Try to include some form of physical activity during your pregnancy if possible. Discuss what your options are for physical activity with your OBGYN. If you have developed preeclampsia, your doctor may recommend bed rest.
Take Blood Pressure Medications
If you are already being treated for hypertension before your pregnancy or if medication has been prescribed during your pregnancy, be sure to take it as prescribed. Your doctor will be monitoring your medication and will prescribe the best medication for you at the safest dose during pregnancy.
Learn Relaxation Techniques
Stress and tension can make high blood pressure get worse, so learn ways to calm feelings of anxiety during your pregnancy. Take time to sit quietly and breathe deeply. Learning breathing techniques can help reduce feelings of stress.
It may also be advisable to avoid stressful situations in the first place. In some cases, that might mean asking a partner, family member, or friend to handle particularly stressful chores. Avoiding stress may also mean taking a break from certain tasks at work.
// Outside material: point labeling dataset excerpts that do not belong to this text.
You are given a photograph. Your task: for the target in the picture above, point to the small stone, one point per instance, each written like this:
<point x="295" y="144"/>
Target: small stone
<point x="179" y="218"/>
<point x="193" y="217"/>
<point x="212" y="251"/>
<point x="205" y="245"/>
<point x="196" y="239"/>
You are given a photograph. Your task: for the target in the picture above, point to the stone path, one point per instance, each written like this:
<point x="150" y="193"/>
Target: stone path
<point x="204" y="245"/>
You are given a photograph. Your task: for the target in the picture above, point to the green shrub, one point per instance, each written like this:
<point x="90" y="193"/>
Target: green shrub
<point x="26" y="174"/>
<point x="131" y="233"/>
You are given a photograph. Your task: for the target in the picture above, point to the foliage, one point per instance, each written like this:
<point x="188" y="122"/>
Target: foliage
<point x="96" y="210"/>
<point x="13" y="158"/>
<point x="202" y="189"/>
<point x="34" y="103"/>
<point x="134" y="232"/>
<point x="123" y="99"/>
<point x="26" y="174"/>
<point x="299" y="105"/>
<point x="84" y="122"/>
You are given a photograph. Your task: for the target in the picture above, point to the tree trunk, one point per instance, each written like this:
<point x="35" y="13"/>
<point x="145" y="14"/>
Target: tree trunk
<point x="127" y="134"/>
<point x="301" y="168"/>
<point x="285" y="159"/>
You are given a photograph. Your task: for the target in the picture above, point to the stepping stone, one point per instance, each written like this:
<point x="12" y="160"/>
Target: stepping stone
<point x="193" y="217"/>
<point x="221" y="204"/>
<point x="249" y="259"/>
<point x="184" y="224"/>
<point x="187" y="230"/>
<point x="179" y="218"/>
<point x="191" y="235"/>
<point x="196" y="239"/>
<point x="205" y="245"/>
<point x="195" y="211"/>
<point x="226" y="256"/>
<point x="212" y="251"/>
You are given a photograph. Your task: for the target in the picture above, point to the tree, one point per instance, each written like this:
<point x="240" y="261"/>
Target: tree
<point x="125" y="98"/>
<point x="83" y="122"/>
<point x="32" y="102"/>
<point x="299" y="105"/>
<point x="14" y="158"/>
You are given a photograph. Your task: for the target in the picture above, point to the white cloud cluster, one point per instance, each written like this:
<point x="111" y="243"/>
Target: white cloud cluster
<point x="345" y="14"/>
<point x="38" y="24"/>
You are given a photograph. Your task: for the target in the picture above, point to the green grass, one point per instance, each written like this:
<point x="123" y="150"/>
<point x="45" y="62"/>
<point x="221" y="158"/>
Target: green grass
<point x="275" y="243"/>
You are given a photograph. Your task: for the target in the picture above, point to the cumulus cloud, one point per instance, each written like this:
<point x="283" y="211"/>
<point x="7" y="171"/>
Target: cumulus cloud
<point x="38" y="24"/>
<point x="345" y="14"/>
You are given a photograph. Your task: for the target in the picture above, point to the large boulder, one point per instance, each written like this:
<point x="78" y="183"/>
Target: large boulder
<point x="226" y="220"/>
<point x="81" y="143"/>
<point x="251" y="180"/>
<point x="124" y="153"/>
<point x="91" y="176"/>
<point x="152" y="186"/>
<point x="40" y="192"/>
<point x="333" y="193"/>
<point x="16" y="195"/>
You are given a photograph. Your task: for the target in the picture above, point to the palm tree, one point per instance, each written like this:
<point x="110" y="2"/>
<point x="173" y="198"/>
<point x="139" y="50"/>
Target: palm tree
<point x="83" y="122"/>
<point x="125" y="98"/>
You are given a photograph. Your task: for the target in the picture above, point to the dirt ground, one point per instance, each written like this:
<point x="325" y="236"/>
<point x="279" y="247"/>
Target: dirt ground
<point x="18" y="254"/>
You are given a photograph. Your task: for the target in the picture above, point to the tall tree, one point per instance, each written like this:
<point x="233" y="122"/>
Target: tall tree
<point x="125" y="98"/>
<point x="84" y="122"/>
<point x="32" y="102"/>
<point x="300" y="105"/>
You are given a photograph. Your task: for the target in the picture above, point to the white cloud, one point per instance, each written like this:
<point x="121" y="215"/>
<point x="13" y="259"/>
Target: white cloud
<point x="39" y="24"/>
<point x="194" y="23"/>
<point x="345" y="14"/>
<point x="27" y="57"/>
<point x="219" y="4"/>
It’s impossible for an individual to be aware of how their blood pressure “feels” at any given moment. So if you’re hypertensive, it’s important that you carefully monitor your blood pressure levels.
Your doctor will likely do this during your prenatal visit as part of routine screenings. But it may also be important to have a blood pressure monitoring device at home as well. Because your blood pressure will change throughout the day, it’s usually recommended that you test yourself regularly at the same time of day after similar activities. Always consult with your doctor or OBGYN on the best way to take your own blood pressure if that’s something you feel you should be doing.
You Don’t Have to Avoid Pregnancy if You’re Hypertensive
If you are not pregnant and you currently have high blood pressure, you don’t necessarily have to avoid thinking about expanding your family because of your hypertension. However, you will want to talk to your doctor or OBGYN about the best ways to manage risks.
During these discussions, you’ll cover how successfully you’re currently managing your high blood pressure. Medication, a healthy diet, and a good amount of exercise can help most women successfully manage their high blood pressure.
When you have hypertension, your pregnancy will be classified as high risk because of the potential for serious complications. It is important to do whatever you can to make healthy choices and to take good care of yourself during your pregnancy. Taking care of your own health is the best way to take care of your unborn child.